June 17, 2014:
South Korea is disbanding and reforming its Coast Guard. The current 10,000 Coast Guard personnel will have to go through a “rehiring” process to get jobs in the new Maritime Safety Agency (which will get most of the current Coast Guards 220 ships and 25 aircraft) and maritime safety sections in the national police. Inspection of ships and crews will be handed to another agency.
The cause of all this was an April 16th incident where an overloaded ferry sank and over 300 people, most of the high school students, died. The investigation found that the ferry owner, and many others who depended on Coast Guard safety inspections, had simply bribed Coast Guard officials to ignore overloading and the hiring of unqualified officers and crews for ships. The ferry disaster was notable for the captain and crew of the ferry fleeing the sinking ship rather than attending to the safety of passengers on board. As a result over 60 percent of the nearly 500 passengers on board died.
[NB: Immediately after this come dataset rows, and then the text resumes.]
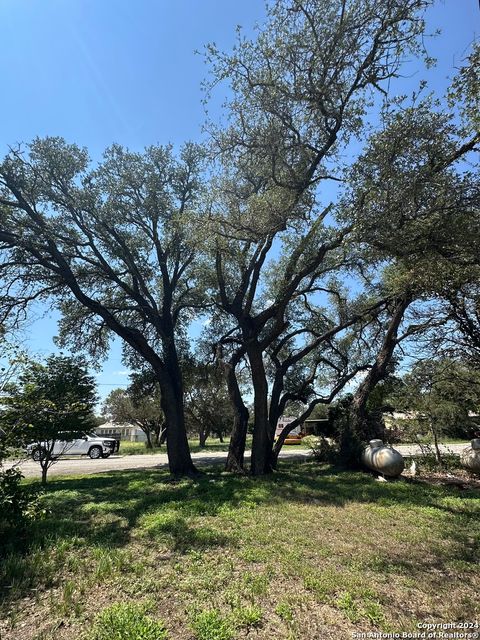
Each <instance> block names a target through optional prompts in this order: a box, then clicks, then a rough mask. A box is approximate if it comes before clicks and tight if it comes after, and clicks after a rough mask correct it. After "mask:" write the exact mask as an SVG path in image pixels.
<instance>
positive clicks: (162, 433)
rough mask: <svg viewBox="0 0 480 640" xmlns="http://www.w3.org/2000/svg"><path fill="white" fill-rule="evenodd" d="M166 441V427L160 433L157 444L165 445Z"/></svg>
mask: <svg viewBox="0 0 480 640" xmlns="http://www.w3.org/2000/svg"><path fill="white" fill-rule="evenodd" d="M166 441H167V427H164V428H163V429H162V431H161V433H160V437H159V439H158V444H159V445H160V446H162V445H164V444H165V442H166Z"/></svg>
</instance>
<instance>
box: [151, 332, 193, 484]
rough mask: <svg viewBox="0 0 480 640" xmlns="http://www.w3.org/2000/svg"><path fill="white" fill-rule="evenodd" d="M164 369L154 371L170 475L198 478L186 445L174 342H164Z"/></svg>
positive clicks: (179, 477)
mask: <svg viewBox="0 0 480 640" xmlns="http://www.w3.org/2000/svg"><path fill="white" fill-rule="evenodd" d="M163 351H164V363H165V366H164V368H163V369H161V370H159V371H157V375H158V377H159V383H160V390H161V394H162V398H161V404H162V409H163V412H164V414H165V419H166V422H167V425H168V438H167V455H168V466H169V469H170V473H171V474H172V476H173V477H175V478H180V477H182V476H194V475H198V471H197V469H196V468H195V466H194V464H193V462H192V457H191V455H190V448H189V446H188V439H187V431H186V428H185V414H184V408H183V384H182V373H181V370H180V365H179V362H178V355H177V352H176V349H175V344H174V342H173V339H172V340H170V341H165V343H164V349H163Z"/></svg>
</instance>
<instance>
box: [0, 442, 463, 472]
mask: <svg viewBox="0 0 480 640" xmlns="http://www.w3.org/2000/svg"><path fill="white" fill-rule="evenodd" d="M468 444H469V443H468V442H465V443H462V444H450V445H442V449H443V450H445V451H451V452H453V453H456V454H458V453H460V451H462V450H463V449H464V448H465V447H466V446H467V445H468ZM396 449H398V451H400V453H401V454H402V455H404V456H411V455H415V454H416V453H419V447H417V446H414V445H412V446H411V445H401V446H398V447H396ZM310 455H311V454H310V451H308V450H305V449H287V450H284V451H282V452H280V457H281V458H282V459H284V460H285V459H287V460H288V459H291V460H293V459H297V460H298V459H300V460H302V459H305V458H308V457H309V456H310ZM226 457H227V452H226V451H212V452H210V453H205V452H199V453H194V454H192V458H193V459H194V461H195V464H197V465H200V466H201V465H210V464H221V463H222V462H223V461H224V460H225V458H226ZM246 457H247V460H248V452H247V456H246ZM15 464H18V466H19V467H20V469H21V470H22V473H23V475H24V476H25V477H26V478H35V477H40V465H39V464H38V463H37V462H33V460H31V459H27V460H21V461H17V463H13V462H11V463H10V464H7V465H6V466H7V467H8V466H10V467H12V466H14V465H15ZM167 464H168V460H167V455H166V454H165V453H154V454H143V455H133V456H122V455H116V456H111V457H110V458H108V459H106V460H103V459H101V460H90V458H83V457H82V458H69V459H63V460H60V461H59V462H57V463H56V464H55V465H53V466H52V467H51V469H50V470H49V472H48V473H49V475H50V476H60V475H79V474H92V473H102V472H106V471H121V470H129V469H151V468H154V467H159V468H162V467H166V466H167Z"/></svg>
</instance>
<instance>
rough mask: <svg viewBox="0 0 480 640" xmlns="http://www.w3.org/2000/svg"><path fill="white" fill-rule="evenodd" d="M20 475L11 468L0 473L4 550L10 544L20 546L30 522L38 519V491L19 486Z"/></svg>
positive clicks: (0, 495) (41, 513)
mask: <svg viewBox="0 0 480 640" xmlns="http://www.w3.org/2000/svg"><path fill="white" fill-rule="evenodd" d="M22 478H23V476H22V474H21V472H20V470H19V469H16V468H12V469H7V470H6V471H1V472H0V539H2V540H4V541H5V548H7V547H8V546H10V545H11V544H15V546H17V547H18V546H20V544H21V542H22V541H23V540H24V538H25V536H26V528H27V525H28V523H29V522H30V521H31V520H34V519H36V518H38V517H40V516H41V515H42V514H43V513H44V512H43V511H42V510H41V509H40V505H39V501H38V490H34V489H32V488H30V487H25V486H22V485H21V481H22Z"/></svg>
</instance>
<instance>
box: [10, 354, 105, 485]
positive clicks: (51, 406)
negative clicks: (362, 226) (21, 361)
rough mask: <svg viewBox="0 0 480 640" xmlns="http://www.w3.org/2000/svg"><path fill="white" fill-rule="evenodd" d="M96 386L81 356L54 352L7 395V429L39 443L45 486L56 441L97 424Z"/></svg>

This corruption was no secret but like many other corrupt practices it was ignored until it produced a large enough tragedy. Those we normally think of as the coast guard (the crews of rescue ships and aircraft) have always done their job, but the culture of corruption so common in East Asia did get to those in charge of safety inspections for commercial ships. Many shipping companies felt they could operate more profitably and just as safely if they could get safety inspectors to overlook certain aspects of ship design and operation. Thus a ferry that was poorly designed in the first place and became unstable if overloaded was passed as safe due to bribes. The public outrage exposed the fact that many senior coast guard commanders and officials had to, or should have, known about the corruption and did nothing. So most of the lower ranking coast guard personnel will be back but a lot of senior and middle management will be gone. Will this make any real difference? Time will tell.